The operational benefits are also tangible. A five-minute deployment time versus weeks of logistics planning. Zero equipment to distribute or collect. The ability to add languages on the fly rather than committing to a fixed interpretation setup months in advance. These efficiency gains compound across an organisation’s annual event calendar.
7. Getting started: a practical roadmap for organisers
For event professionals looking to align with the EAA, the following roadmap offers a structured starting point.
Audit your digital touchpoints. Map every digital interaction your attendees experience, from the first visit to your event website through registration, on-site engagement, and post-event content access. Identify which touchpoints fall within the EAA’s scope and assess their current accessibility level against WCAG 2.1 Level AA.
Integrate captioning as a default. Rather than treating captioning as an accommodation to be requested, build it into the standard event experience. AI-powered solutions make this economically viable for events of all sizes, from board meetings to international summits.
Choose a multilingual, privacy-first solution. Select a captioning and translation tool that supports multiple languages, operates on a zero-data-retention model, and complies with GDPR. Prioritise solutions that work on attendees’ own devices to minimise equipment overhead.
Document your accessibility efforts. The EAA requires organisations to publish accessibility statements indicating how they meet the directive’s requirements. Documenting your captioning, translation, and accessibility provisions strengthens your compliance position and demonstrates good faith.

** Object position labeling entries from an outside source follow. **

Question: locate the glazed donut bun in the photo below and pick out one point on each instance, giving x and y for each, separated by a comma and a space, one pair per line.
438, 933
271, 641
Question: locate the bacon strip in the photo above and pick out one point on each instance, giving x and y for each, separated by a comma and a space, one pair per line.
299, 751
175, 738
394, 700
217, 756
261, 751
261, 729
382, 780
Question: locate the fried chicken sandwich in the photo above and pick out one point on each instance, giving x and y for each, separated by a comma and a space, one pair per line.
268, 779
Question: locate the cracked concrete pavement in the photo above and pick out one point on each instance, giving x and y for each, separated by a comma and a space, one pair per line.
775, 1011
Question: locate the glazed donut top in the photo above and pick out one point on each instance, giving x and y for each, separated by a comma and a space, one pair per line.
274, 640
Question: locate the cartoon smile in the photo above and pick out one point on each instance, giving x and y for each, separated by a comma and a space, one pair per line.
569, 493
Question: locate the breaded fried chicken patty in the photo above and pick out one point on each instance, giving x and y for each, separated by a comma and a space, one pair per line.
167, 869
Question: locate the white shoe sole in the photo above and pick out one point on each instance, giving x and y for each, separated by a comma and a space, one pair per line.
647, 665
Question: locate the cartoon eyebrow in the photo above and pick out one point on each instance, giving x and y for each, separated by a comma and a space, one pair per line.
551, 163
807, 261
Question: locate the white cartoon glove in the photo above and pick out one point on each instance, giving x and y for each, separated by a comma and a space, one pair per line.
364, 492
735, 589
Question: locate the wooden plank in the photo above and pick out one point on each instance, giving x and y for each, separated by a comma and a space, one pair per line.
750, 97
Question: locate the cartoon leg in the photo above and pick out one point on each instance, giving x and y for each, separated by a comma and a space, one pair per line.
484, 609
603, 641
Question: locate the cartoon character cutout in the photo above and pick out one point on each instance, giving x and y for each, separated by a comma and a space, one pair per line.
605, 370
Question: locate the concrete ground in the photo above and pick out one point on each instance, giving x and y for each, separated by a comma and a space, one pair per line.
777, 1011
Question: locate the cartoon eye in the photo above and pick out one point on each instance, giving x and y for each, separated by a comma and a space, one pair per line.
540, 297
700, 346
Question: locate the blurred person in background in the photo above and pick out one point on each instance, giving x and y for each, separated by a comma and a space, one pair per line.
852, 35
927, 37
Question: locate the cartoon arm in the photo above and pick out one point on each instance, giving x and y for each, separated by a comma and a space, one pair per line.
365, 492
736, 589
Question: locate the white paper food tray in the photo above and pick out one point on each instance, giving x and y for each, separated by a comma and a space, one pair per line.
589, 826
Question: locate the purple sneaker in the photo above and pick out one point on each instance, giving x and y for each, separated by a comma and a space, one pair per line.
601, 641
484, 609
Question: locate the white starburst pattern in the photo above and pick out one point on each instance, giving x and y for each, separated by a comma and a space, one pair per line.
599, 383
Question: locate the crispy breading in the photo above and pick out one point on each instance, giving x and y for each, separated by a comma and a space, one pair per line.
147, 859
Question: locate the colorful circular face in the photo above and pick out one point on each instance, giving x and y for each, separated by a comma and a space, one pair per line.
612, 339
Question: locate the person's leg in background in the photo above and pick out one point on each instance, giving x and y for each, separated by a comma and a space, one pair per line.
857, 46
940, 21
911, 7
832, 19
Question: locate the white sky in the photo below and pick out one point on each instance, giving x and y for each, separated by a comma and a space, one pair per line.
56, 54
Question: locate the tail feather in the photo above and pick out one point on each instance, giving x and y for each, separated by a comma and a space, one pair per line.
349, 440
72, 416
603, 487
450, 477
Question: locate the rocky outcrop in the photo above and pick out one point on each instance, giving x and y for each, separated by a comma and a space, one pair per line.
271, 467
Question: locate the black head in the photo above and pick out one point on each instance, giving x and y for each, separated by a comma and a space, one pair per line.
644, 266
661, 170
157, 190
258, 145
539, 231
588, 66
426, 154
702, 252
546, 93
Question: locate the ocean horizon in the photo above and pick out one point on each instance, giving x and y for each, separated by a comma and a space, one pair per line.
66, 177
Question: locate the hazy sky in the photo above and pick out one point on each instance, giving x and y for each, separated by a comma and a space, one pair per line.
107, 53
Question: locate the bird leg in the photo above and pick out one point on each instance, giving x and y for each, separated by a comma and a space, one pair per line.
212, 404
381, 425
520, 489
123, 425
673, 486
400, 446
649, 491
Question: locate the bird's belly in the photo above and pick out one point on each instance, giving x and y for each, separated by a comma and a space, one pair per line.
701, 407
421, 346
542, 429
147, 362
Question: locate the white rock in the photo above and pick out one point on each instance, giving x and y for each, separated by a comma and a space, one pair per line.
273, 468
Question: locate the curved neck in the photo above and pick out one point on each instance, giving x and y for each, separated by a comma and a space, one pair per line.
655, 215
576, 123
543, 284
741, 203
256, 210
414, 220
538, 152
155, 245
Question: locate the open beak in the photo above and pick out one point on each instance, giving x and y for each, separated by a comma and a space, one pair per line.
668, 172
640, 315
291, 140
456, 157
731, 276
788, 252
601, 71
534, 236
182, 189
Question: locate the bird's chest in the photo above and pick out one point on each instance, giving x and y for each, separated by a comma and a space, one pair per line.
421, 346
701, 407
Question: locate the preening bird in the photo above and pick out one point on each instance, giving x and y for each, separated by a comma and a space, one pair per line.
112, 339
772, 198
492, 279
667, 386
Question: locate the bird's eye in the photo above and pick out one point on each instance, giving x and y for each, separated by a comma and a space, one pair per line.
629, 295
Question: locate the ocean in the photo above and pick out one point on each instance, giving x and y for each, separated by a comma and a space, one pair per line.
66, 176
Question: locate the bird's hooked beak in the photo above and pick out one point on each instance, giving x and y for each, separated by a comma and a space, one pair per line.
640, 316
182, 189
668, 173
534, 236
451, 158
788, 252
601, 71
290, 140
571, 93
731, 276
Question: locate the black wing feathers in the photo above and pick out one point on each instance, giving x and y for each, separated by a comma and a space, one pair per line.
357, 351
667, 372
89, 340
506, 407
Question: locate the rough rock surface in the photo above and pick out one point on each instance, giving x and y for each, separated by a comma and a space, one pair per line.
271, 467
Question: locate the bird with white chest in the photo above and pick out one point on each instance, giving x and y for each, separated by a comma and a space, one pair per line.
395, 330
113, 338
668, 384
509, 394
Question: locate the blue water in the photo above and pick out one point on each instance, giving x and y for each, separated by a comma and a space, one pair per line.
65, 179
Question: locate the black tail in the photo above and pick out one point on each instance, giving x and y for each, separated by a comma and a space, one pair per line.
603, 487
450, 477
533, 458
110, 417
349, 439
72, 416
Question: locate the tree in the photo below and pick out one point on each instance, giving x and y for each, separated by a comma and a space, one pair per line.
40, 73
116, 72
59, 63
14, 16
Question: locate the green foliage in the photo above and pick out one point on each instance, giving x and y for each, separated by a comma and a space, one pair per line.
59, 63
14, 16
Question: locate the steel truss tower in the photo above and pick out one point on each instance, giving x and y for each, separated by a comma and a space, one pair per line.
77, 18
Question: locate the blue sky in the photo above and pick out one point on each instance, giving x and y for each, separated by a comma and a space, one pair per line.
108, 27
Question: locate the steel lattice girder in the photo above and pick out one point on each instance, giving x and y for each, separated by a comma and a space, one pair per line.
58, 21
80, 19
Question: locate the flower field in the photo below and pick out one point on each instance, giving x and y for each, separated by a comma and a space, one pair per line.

Iterate and expand. Start with your highest-visibility event, measure participant feedback, and progressively extend accessibility features to all events in your portfolio. Each deployment becomes simpler than the last as your team builds familiarity with the tools.
Conclusion
The European Accessibility Act is more than a compliance deadline. It is a signal that inclusive event design is becoming the European norm. With 90 million EU citizens living with a disability and tens of millions more facing language barriers at international events, the audience for accessible experiences is neither marginal nor abstract. It is a quarter of the continent.
The technology to meet this moment already exists. AI-powered live captioning and real-time translation deliver EAA-aligned accessibility at a fraction of the cost of traditional interpretation, with faster deployment and broader language coverage. For event organisers, the path forward is clear: accessibility is not a constraint. It is a competitive advantage.
Sources
Eurostat (2025). Population with disability – activity limitation, 2024 data. EU-SILC. Published December 2025.
Council of the EU (2024). Disability in the EU: facts and figures. consilium.europa.eu.
European Commission. European Accessibility Act (Directive 2019/882). ec.europa.eu.
Bird & Bird (2025). A guide to navigating the European Accessibility Act for online retailers, service providers and platforms.
AVIXA (2025). EAA 2025: A Guide for AV Producers on Accessibility Compliance.
Level Access (2026). European Accessibility Act 2026: EAA Compliance Guide.
AbilityNet (2025). European Accessibility Act (EAA) resource hub.
ASP Events (2025). European Accessibility Act 2025: A Guide for Event Organisers.